Unnamed: 0,indexId,place_name,name_type,object
0,ofr20231052,Alaska,state,Q254
1,ofr20231049,Alaska,state,Q254
2,sir20235039,Alaska,state,Q254
3,sir20235029,Alaska,state,Q254
4,sir20225099,Alaska,state,Q254


# Counties

County references are problematic in the PW Catalog because they are simple text strings with no specific context or identifiers. To deal with this, I run through and only use items where there are both state and county lists, build strings that match how I labeled these in the GeoKB (e.g., Mesa County, Colorado), and then only make connections where I have an exact match on those strings.

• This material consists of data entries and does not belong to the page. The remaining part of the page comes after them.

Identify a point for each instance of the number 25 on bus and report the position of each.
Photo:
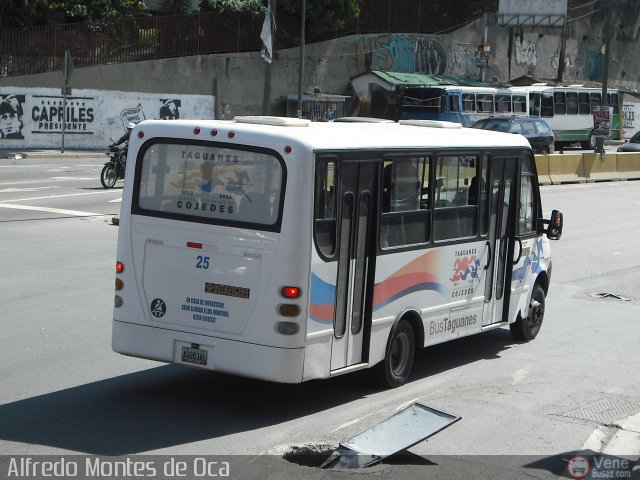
(288, 250)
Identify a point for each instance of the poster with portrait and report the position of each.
(602, 116)
(11, 111)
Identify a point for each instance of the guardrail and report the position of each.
(554, 169)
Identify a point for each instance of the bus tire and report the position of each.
(395, 369)
(528, 328)
(590, 143)
(108, 176)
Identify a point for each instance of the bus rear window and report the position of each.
(210, 183)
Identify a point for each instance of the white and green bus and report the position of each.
(286, 250)
(568, 111)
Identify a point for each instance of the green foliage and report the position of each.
(176, 7)
(323, 16)
(257, 7)
(38, 12)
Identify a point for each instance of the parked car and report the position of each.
(536, 130)
(633, 145)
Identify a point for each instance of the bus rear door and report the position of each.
(502, 208)
(357, 202)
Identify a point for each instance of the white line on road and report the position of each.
(62, 211)
(48, 180)
(49, 197)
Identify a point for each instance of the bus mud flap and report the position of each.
(400, 431)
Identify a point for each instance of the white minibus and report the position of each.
(287, 250)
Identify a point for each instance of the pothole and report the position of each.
(308, 455)
(612, 296)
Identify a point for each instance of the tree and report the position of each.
(323, 16)
(176, 7)
(18, 13)
(257, 7)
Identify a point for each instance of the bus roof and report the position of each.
(274, 131)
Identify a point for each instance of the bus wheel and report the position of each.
(527, 328)
(395, 369)
(590, 143)
(108, 176)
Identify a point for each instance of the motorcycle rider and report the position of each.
(125, 137)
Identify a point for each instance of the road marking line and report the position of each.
(62, 211)
(49, 180)
(49, 197)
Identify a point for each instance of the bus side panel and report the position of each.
(535, 259)
(444, 285)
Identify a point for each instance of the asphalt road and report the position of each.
(526, 407)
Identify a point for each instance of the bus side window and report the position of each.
(325, 207)
(547, 105)
(454, 103)
(527, 213)
(454, 216)
(405, 202)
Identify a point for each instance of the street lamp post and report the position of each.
(301, 70)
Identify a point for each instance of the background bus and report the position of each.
(461, 104)
(568, 111)
(287, 250)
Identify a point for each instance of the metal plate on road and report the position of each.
(402, 430)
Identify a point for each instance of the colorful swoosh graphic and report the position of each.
(413, 277)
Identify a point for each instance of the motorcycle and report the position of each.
(114, 169)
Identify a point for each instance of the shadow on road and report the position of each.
(172, 405)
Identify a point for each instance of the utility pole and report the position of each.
(605, 75)
(266, 101)
(301, 71)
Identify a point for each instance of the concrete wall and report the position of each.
(93, 117)
(237, 79)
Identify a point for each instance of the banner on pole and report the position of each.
(266, 36)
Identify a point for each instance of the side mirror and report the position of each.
(555, 224)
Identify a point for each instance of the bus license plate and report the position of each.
(196, 356)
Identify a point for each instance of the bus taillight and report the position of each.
(290, 292)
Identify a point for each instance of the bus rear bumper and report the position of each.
(275, 364)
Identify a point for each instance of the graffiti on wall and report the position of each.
(394, 53)
(397, 53)
(595, 65)
(431, 56)
(526, 53)
(11, 112)
(36, 117)
(463, 61)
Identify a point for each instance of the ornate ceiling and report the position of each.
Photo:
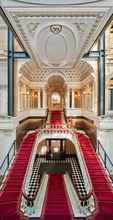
(82, 70)
(57, 36)
(54, 2)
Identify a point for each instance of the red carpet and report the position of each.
(101, 185)
(56, 118)
(11, 192)
(56, 205)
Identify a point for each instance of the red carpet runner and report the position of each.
(101, 185)
(56, 205)
(56, 118)
(10, 194)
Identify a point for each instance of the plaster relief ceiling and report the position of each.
(30, 71)
(55, 37)
(62, 49)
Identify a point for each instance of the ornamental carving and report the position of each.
(55, 28)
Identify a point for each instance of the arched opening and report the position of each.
(56, 89)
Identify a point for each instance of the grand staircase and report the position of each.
(102, 187)
(56, 118)
(56, 205)
(12, 189)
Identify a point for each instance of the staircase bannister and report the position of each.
(105, 159)
(8, 159)
(77, 206)
(84, 170)
(29, 172)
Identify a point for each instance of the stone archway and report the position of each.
(56, 89)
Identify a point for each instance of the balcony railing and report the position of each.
(8, 160)
(108, 164)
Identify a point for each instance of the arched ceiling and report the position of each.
(29, 70)
(57, 35)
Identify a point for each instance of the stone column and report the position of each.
(73, 99)
(68, 98)
(101, 76)
(44, 99)
(39, 100)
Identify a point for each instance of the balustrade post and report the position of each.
(8, 161)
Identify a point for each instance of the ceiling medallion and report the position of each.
(55, 28)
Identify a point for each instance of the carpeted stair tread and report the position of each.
(101, 184)
(56, 204)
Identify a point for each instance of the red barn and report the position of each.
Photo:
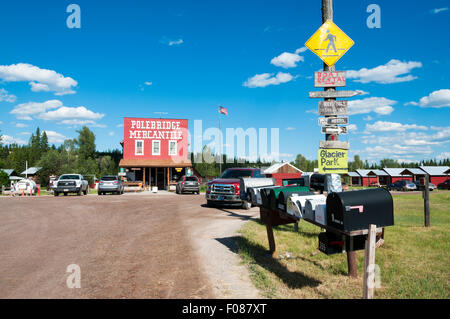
(280, 171)
(155, 151)
(437, 173)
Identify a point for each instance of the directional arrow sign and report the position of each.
(333, 121)
(333, 108)
(329, 79)
(332, 94)
(334, 130)
(335, 144)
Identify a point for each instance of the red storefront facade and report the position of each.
(155, 151)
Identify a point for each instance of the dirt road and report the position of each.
(129, 246)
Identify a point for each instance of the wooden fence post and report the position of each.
(369, 263)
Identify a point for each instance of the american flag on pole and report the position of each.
(223, 110)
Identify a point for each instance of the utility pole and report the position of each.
(327, 14)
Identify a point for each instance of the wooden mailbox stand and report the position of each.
(272, 218)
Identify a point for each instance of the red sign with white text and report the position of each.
(158, 139)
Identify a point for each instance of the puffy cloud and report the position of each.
(265, 79)
(437, 10)
(70, 113)
(394, 71)
(379, 105)
(287, 60)
(24, 111)
(7, 140)
(5, 96)
(382, 126)
(54, 137)
(436, 99)
(39, 79)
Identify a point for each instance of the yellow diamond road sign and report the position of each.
(329, 43)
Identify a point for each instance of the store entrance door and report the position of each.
(161, 178)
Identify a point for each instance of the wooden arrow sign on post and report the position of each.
(332, 94)
(323, 121)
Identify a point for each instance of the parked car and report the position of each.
(421, 187)
(26, 186)
(110, 184)
(444, 185)
(227, 188)
(71, 183)
(403, 185)
(188, 184)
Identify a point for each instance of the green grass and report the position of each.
(414, 261)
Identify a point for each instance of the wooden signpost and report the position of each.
(333, 108)
(334, 130)
(325, 121)
(329, 79)
(333, 94)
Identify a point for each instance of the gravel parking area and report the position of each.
(128, 246)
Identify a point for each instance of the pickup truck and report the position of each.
(71, 183)
(227, 188)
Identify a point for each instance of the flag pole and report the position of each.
(221, 137)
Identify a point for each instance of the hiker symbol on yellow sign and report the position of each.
(329, 43)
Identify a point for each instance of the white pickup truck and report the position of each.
(71, 183)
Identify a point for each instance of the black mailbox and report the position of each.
(356, 210)
(331, 243)
(318, 181)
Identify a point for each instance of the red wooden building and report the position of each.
(155, 151)
(437, 173)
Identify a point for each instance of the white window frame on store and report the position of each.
(176, 146)
(153, 147)
(136, 148)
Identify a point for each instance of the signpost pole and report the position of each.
(426, 199)
(327, 14)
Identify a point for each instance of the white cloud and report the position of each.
(394, 71)
(5, 96)
(437, 10)
(443, 155)
(287, 60)
(7, 140)
(265, 79)
(382, 126)
(54, 137)
(436, 99)
(39, 79)
(175, 42)
(24, 111)
(300, 50)
(379, 105)
(70, 113)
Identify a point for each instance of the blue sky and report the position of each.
(134, 58)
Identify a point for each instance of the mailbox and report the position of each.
(356, 210)
(318, 182)
(285, 194)
(331, 243)
(275, 193)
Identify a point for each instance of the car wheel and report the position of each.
(246, 205)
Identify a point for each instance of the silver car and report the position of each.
(110, 184)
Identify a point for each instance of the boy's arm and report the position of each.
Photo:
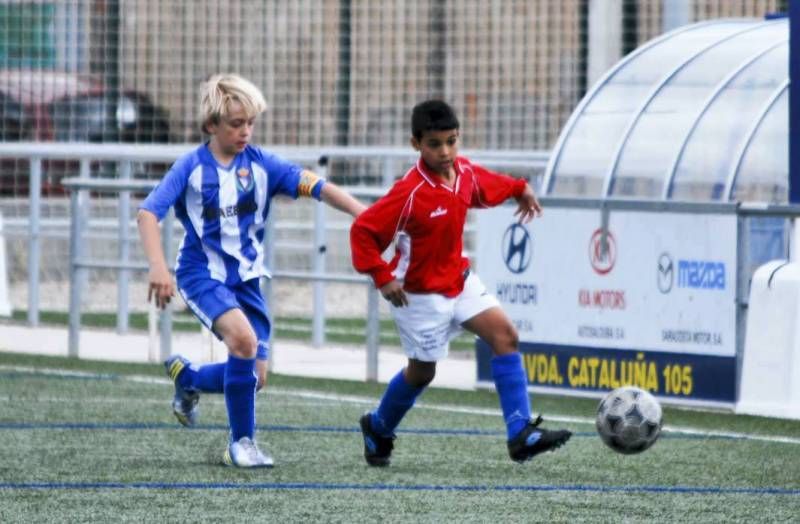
(373, 231)
(492, 189)
(336, 197)
(161, 286)
(528, 206)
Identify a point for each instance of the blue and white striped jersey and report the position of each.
(224, 208)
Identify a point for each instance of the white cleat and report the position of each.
(245, 454)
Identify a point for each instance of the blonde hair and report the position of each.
(219, 91)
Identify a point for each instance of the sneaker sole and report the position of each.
(557, 444)
(375, 462)
(227, 460)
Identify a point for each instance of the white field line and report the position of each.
(354, 399)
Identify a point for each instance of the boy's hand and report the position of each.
(161, 288)
(393, 292)
(528, 207)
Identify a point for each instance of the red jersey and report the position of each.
(426, 218)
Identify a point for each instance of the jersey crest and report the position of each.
(244, 180)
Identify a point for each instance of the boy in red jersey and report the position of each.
(432, 292)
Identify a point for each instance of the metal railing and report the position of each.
(125, 155)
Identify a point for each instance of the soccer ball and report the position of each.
(629, 420)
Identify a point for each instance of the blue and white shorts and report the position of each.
(209, 298)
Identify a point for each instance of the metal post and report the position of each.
(77, 199)
(794, 102)
(373, 333)
(318, 320)
(742, 292)
(34, 198)
(123, 277)
(165, 316)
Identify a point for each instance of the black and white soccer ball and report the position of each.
(629, 420)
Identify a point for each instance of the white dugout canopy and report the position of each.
(700, 114)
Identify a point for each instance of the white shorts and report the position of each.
(430, 320)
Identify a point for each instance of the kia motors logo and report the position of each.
(666, 273)
(517, 248)
(602, 251)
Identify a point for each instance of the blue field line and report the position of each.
(50, 376)
(148, 426)
(324, 486)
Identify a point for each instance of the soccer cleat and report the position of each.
(244, 453)
(377, 448)
(184, 403)
(533, 440)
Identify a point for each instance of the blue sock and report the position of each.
(397, 400)
(207, 379)
(240, 396)
(512, 388)
(211, 378)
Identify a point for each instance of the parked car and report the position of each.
(69, 107)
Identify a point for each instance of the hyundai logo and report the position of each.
(602, 251)
(517, 248)
(666, 273)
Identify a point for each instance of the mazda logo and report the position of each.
(517, 248)
(666, 273)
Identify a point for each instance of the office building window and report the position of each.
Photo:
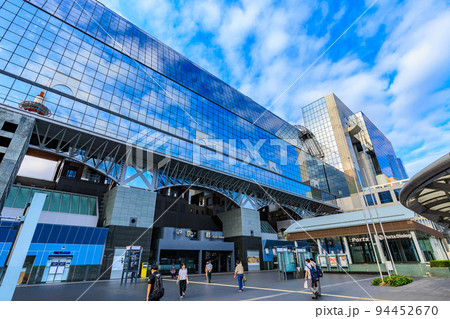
(370, 200)
(71, 173)
(385, 197)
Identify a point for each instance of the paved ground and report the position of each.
(264, 286)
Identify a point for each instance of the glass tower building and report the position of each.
(352, 143)
(107, 77)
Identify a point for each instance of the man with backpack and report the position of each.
(319, 275)
(311, 276)
(155, 288)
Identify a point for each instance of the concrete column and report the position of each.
(380, 249)
(416, 244)
(437, 248)
(319, 245)
(17, 144)
(20, 247)
(347, 249)
(200, 261)
(442, 243)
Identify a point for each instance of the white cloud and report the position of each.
(261, 48)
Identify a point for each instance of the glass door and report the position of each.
(58, 268)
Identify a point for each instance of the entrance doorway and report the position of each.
(221, 260)
(58, 268)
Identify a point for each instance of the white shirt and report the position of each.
(182, 273)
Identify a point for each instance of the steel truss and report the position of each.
(112, 158)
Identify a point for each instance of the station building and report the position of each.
(150, 150)
(163, 148)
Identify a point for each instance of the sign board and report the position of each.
(61, 253)
(322, 261)
(333, 261)
(253, 260)
(343, 261)
(289, 261)
(389, 265)
(117, 263)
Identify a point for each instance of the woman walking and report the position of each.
(239, 271)
(173, 271)
(182, 280)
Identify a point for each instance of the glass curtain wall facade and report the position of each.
(388, 163)
(351, 142)
(106, 76)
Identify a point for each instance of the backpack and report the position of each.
(319, 271)
(314, 273)
(158, 290)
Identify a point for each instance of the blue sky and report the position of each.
(393, 64)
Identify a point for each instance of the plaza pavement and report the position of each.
(263, 286)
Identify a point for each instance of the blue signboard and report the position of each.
(61, 253)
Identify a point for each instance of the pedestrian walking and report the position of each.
(173, 271)
(208, 270)
(319, 275)
(182, 280)
(310, 277)
(239, 272)
(155, 288)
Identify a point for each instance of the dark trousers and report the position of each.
(150, 298)
(182, 284)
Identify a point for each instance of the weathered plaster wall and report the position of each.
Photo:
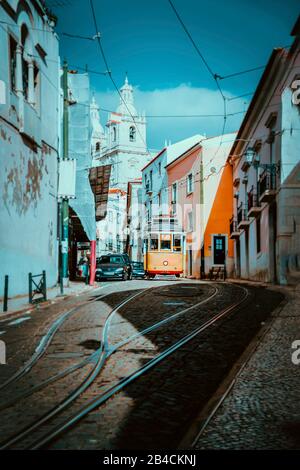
(28, 176)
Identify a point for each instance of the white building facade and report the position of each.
(123, 146)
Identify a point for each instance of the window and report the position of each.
(114, 133)
(177, 242)
(110, 242)
(132, 134)
(174, 193)
(12, 59)
(165, 242)
(118, 243)
(258, 239)
(190, 183)
(190, 221)
(154, 242)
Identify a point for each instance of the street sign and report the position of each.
(67, 179)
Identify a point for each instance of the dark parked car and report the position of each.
(113, 267)
(138, 269)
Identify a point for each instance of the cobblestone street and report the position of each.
(96, 349)
(262, 409)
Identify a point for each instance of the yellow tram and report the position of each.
(164, 253)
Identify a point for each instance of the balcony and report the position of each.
(234, 231)
(254, 205)
(148, 188)
(242, 217)
(267, 187)
(31, 124)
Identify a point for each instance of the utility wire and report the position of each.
(98, 38)
(213, 75)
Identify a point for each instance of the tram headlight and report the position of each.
(120, 270)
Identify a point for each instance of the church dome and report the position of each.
(126, 105)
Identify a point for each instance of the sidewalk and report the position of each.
(19, 304)
(261, 410)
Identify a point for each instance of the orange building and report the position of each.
(200, 196)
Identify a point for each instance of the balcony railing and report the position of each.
(234, 231)
(254, 205)
(242, 217)
(267, 186)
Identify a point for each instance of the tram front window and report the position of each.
(154, 242)
(177, 243)
(165, 242)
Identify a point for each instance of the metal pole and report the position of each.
(44, 285)
(5, 293)
(60, 248)
(93, 262)
(65, 202)
(30, 287)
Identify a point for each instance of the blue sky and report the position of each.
(145, 39)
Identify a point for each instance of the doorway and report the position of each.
(219, 249)
(190, 262)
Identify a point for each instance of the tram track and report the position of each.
(109, 350)
(105, 354)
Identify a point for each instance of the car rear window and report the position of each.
(111, 259)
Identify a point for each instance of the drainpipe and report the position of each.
(93, 262)
(65, 202)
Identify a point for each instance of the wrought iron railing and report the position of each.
(242, 213)
(233, 225)
(267, 182)
(253, 200)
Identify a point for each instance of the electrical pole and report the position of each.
(65, 202)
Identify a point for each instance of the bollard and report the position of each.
(5, 300)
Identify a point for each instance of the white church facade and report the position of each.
(123, 146)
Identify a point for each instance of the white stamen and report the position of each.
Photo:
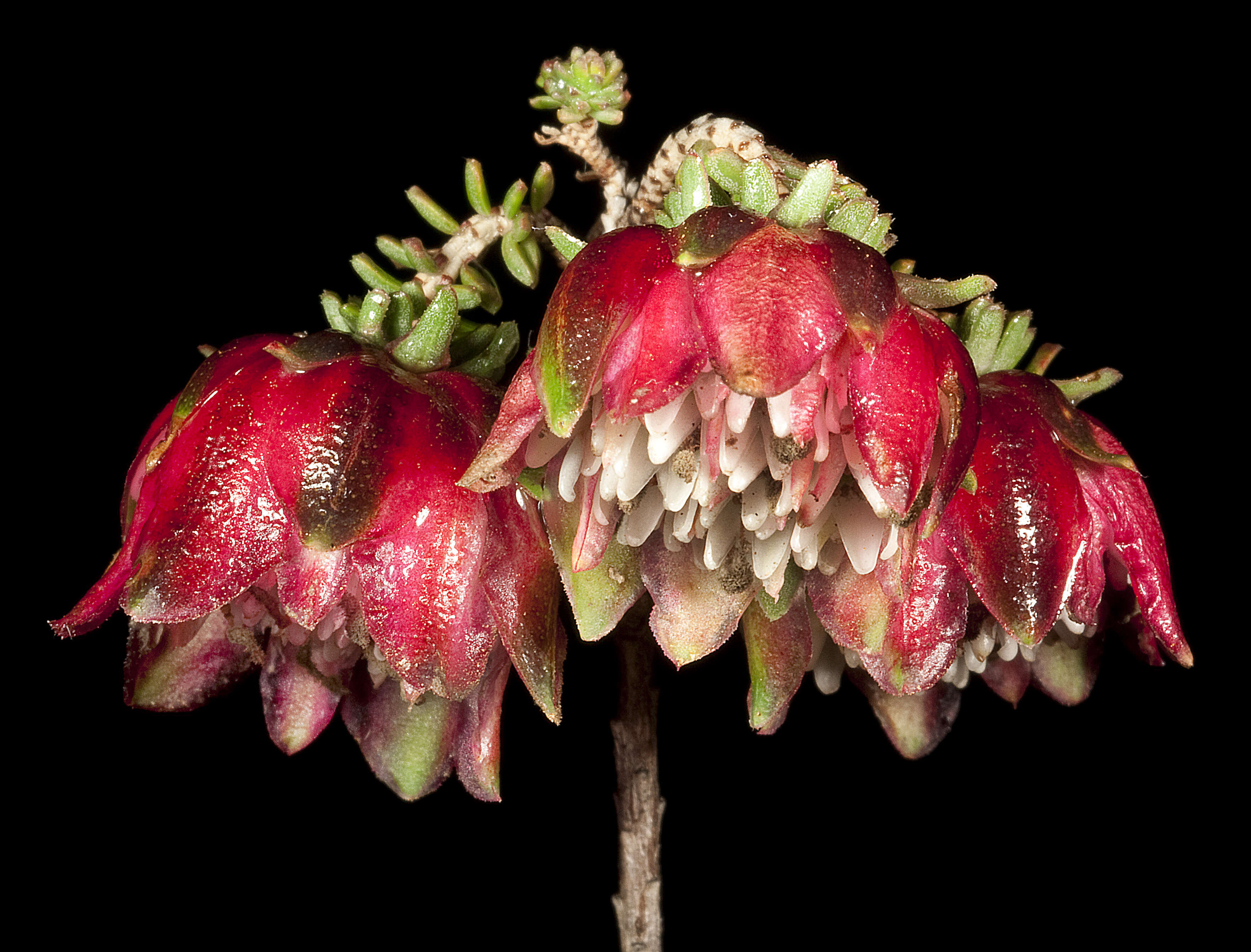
(1075, 627)
(637, 472)
(739, 408)
(685, 521)
(675, 488)
(893, 543)
(780, 413)
(641, 522)
(542, 446)
(750, 463)
(571, 467)
(722, 535)
(769, 555)
(670, 426)
(827, 674)
(756, 503)
(831, 557)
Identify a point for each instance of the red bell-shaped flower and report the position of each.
(296, 510)
(721, 401)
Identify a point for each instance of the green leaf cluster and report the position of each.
(585, 86)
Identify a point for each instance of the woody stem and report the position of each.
(640, 806)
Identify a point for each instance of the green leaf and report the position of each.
(565, 244)
(427, 345)
(476, 188)
(542, 188)
(760, 189)
(373, 276)
(333, 307)
(432, 212)
(512, 203)
(807, 201)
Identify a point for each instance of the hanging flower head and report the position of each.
(295, 511)
(744, 411)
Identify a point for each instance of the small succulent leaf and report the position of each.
(432, 212)
(566, 244)
(502, 457)
(522, 585)
(490, 362)
(373, 316)
(477, 752)
(300, 702)
(542, 187)
(373, 276)
(1018, 338)
(1079, 388)
(512, 204)
(981, 328)
(426, 346)
(777, 659)
(410, 747)
(476, 188)
(915, 724)
(332, 306)
(179, 667)
(809, 198)
(935, 293)
(482, 282)
(516, 261)
(600, 292)
(696, 611)
(1066, 675)
(601, 594)
(760, 193)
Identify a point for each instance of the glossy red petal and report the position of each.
(477, 751)
(894, 396)
(769, 311)
(959, 413)
(658, 353)
(217, 523)
(1121, 496)
(601, 292)
(1019, 533)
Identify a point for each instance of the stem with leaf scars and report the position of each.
(638, 790)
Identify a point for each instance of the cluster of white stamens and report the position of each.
(715, 466)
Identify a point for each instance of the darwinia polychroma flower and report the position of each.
(295, 510)
(746, 413)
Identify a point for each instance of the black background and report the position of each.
(199, 180)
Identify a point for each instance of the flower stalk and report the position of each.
(640, 806)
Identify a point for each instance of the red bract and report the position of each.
(296, 510)
(759, 397)
(1051, 515)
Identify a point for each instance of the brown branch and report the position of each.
(638, 790)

This cuts out a bunch of misspellings and other issues, but those are all suspect anyway.

In [7]:
def county_states(x):
    place_names = []
    for state in x['states']:
        for county in x['counties']:
            place_names.append(f"{county}, {state}")
    return place_names

pw_counties = pw_dump[['indexId','county','state']].reset_index(drop=True)
pw_counties.dropna(subset=['county','state'], inplace=True)
pw_counties['counties'] = pw_counties['county'].apply(lambda x: [i.strip() for i in x.split(',')])
pw_counties['states'] = pw_counties['state'].apply(lambda x: [i.strip() for i in x.split(',')])
pw_counties.drop(columns=['state','county'], inplace=True)

pw_counties['place_name'] = pw_counties.apply(county_states, axis=1)
pw_counties = pw_counties[['indexId','place_name']].explode("place_name").reset_index(drop=True)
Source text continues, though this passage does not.